On view April 15 through November 26, 2017.
The long-term exhibition—realized in collaboration with the Hall Art Foundation—includes Étroits sont les Vaisseaux (Narrow are the Vessels) (2002), an 82-foot long, undulating wave-like sculpture made of cast concrete, exposed rebar, and lead; The Women of the Revolution (Les Femmes de la Revolution) (1992), comprised of more than twenty lead beds with photographs and wall text; Velimir Chlebnikov (2004), a steel pavilion containing 30 paintings dealing with nautical warfare and inspired by the quixotic theories of the Russian mathematical experimentalist Velimir Chlebnikov; and a new, large-format photograph on lead created by the artist for the installation at MASS MoCA.
Anselm Kiefer, who first visited MASS MoCA in 1990 when the museum was still in the early planning stages, ranks among the best-known and most important of post-World War II German artists living and working today. Born in 1945 in southern Germany during the final days of the collapse of the Third Reich, Kiefer experienced divided postwar Germany firsthand.
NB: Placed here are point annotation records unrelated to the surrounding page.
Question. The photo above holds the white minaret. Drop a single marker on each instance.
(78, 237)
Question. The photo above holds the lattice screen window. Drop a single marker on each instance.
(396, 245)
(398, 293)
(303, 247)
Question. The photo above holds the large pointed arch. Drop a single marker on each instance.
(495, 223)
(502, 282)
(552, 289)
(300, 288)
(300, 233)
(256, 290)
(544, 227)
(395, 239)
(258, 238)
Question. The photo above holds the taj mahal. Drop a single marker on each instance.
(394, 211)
Across his body of work, Kiefer argues with history, addressing controversial and even taboo issues from recent history with bold directness and lyricism. Kiefer often turns to literature and history as prime source material for his work, as he did, for example, in the suite of paintings that comprise Velimir Chlebnikov (2004).
The artist often builds his imagery on top of photographs, layering his massive canvases with dirt, lead, straw, and other materials that generate a “ground” that reads literally of the earth itself. Within these thick, impastoed surfaces Kiefer embeds textual or symbolic references to historic figures or places; these become encoded signals through which Kiefer invokes and processes history.
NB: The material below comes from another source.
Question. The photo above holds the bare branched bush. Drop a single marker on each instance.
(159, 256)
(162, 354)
A law student, Kiefer switched his studies to art in 1965 and held his first solo exhibit in 1969. During the early 1970s he studied with conceptual artist Joseph Beuys, whose interest in using an array of cultural myths, metaphors, and personal symbolic vocabulary as a means to engage and understand history inspired Kiefer. The artist has described his own art-making process as stimulated by Beuys’ philosophies: “Painting, for me, is not just about creating an illusion. I don’t paint to present an image of something. I paint only when I have received an apparition, a shock, when I want to transform something. Something that possesses me, and from which I have to deliver myself. Something I need to transform, to metabolize, and which gives me a reason to paint.” Like Beuys, whose works were often constructed of fragile, organic materials (including blood, fat, and honey), Kiefer’s works often incorporate unusual, fugitive materials such as ash, clay, and dried plant materials. With their rough-hewn textures and expansive narrative formats that often evoke charred landscape and historical, sometimes apocalyptic settings, Kiefer’s work did not conform to the pared-down Minimalist or Conceptualist movements that were becoming mainstream at the time he was a student. Instead he created massive, dark paintings, books constructed of large sheets of lead, and figurative works that explored German folklore and were inspired by Caspar David Friedrich, among others.